Saturday, May 13, 2006

If it Looks Like a Duck, Quacks Like A a Duck . . .

. . . but the AMA can't see or hear, than it must be a quack, right? I came across this interview with neurologist Dr. David Buchholz concerning migraines, and it contains some fantastic information about mis-use of current drug therapies, threshold levels and dietart/environmental triggers, and rebound headaches. While full of great information, I found this bit the most amusing:

Q: I have been diagnosed with cluster migraines, and I found no relief, despite heavy use of drugs and bills totaling $5,000. Then I attended acupuncture sessions from a local Chinese school of medicine. After three sessions I began to realize the timing and pain of my headaches were weakening. Today, I am headache free and have not taken anything out of my diet. My question: Why does Western medicine exclude the use of acupuncture? -- James Callender, Austin, Texas


As much as I'm glad you're doing well, and I occasionally hear similar stories, I'm unconvinced that acupuncture is the answer to headaches. I have no strong objection to trying it, except that I worry that going off in such a direction can distract a headache sufferer from successfully addressing what I see as the two key battles: avoiding rebound and reducing exposure to dietary triggers.

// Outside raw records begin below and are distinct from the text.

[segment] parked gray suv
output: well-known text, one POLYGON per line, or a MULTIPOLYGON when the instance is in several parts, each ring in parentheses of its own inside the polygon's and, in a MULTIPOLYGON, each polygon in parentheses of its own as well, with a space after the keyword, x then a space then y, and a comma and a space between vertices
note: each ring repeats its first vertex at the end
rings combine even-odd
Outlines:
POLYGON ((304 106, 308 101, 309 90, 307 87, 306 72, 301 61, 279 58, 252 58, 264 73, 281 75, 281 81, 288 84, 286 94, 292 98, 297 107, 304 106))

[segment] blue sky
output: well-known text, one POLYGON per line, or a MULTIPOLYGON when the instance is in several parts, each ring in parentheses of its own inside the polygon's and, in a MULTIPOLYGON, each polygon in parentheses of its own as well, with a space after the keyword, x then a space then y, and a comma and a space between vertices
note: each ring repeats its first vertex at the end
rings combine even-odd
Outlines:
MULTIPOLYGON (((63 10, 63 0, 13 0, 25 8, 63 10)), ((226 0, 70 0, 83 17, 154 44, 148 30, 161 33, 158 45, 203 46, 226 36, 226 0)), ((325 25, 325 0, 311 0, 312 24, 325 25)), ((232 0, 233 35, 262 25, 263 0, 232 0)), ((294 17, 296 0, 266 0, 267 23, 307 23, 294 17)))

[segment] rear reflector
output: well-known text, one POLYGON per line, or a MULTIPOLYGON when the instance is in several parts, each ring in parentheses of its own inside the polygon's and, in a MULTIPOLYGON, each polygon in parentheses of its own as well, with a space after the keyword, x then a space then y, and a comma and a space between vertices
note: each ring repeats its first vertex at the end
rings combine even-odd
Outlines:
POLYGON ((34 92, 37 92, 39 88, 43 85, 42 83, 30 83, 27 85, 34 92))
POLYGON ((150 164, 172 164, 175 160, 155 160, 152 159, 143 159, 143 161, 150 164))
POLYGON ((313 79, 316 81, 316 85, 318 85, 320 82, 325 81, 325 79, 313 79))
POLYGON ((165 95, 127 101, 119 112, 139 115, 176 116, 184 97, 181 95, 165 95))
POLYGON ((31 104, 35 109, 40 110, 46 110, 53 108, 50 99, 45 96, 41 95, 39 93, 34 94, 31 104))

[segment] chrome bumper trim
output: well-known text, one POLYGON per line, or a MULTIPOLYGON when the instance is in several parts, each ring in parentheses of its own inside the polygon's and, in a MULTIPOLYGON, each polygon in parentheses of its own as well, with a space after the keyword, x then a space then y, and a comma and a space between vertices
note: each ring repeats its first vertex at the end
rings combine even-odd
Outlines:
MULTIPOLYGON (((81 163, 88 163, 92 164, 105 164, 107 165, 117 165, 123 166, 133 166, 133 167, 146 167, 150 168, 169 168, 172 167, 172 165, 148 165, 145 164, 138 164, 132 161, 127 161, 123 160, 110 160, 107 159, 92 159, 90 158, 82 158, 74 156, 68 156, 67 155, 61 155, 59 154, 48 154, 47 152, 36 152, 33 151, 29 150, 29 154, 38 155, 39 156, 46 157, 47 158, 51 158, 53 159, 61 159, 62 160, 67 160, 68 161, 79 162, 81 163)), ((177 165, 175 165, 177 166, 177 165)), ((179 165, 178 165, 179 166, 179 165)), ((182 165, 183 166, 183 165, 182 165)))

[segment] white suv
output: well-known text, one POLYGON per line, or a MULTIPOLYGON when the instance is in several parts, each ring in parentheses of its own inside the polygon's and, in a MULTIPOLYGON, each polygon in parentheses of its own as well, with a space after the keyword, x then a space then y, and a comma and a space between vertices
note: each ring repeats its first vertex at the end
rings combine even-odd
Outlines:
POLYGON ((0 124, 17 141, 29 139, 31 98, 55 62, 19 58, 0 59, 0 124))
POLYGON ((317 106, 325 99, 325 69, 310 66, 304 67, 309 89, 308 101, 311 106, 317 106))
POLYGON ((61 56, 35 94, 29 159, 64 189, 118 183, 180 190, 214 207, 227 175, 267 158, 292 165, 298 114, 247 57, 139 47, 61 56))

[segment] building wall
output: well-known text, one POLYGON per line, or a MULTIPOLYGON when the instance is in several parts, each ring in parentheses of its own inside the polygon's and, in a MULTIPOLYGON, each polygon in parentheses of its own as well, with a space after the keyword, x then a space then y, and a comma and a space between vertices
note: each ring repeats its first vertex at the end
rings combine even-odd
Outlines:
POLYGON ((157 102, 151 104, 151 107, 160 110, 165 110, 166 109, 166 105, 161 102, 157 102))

What tickles me about that comment is the assumption that, much like western approaches to medicine, and acupuncturist would look at the patient, say "oh, you have migraines," then administer a cookie-cutter treatment the same way an MD would pass out Imitrex or Topamax. Any acupuncturist worth their degree would investigate triggers, patterns, diet, exercise, ect. Last time I checked, that's what being holistic practitioner was all about - root and branch.

That one pet-peeve aside, the interview investigates some through-provoking questions and includes links to selected tables in the good Doctor's book "Heal Your Headache."